GPT 5.1 is still on both Pareto frontiers because it’s the cheapest model, but GPT 5.2 and GPT 5.4 entered the Pareto frontier because they became cheaper.

I decided to use GPT 5.1 as it was the cheapest ‘good enough’ model. To get a significant improvement in accuracy over GPT 5.1, a model that is 2-3x more expensive like GPT 5.2 (flex tier) or GPT 5.4 (flex tier) would need to used.

Sonnet 4.6 would provide a massive increase in accuracy, being best in class overall and in the Finance Agent benchmark, but I think I can make far greater gains in accuracy for the same price by enhancing my stock-picking workflow instead.
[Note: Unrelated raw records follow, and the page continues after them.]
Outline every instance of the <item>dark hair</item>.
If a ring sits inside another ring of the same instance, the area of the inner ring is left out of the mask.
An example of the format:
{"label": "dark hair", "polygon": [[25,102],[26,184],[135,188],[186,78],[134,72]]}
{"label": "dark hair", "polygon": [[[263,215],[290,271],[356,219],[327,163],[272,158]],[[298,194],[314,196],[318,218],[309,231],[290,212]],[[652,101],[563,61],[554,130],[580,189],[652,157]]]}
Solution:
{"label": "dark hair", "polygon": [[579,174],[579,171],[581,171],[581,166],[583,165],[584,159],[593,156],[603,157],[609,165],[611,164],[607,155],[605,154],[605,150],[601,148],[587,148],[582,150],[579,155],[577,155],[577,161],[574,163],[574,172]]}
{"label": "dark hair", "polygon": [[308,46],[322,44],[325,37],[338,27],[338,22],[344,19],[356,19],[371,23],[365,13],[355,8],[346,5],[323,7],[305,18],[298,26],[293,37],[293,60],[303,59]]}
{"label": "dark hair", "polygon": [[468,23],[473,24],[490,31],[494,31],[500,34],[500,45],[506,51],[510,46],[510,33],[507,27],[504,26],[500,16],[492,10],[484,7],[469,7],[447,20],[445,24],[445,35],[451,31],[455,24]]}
In my 3-stock sample, I noticed that GPT 5.1 used significantly less tool calls than the other models, which concerned me. Fortunately, the Vals AI Finance Agent benchmark shows it on average using a number of tool calls similar to other top-performing models, so this shouldn’t be an issue.

As I alluded to earlier in this blog, I plan to improve accuracy of my stock-picking agent by enhancing its workflow.

DCF analysis is incredibly sensitive to small changes in its parameters, so I decided to add a final step where for each stock analysed, I give an AI the deep research report and the results of the DCF analysis, and ask it to categorise the stock into: STRONG BUY, BUY, HOLD, SELL, or STRONG SELL.

In general, as you might expect, stocks with low values given by the DCF analysis tended to be given SELL ratings and stocks with high values given by the DCF analysis tended to be given BUY ratings. Interestingly, this did not hold true for all stocks.

Despite Microsoft being reported as overvalued according to the DCF analysis, the rating AI thought that ‘[the DCF analysis] is built on demonstrably conservative assumptions,’ and decided to RATE it as a BUY.

For PayPal, the rating AI argued that the company was even more undervalued than the DCF analysis suggested as the DCF analysis hadn’t taken into account several factor. The rating AI labelled this a STRONG BUY despite only giving a BUY rating to other stocks that had even higher margins of safety.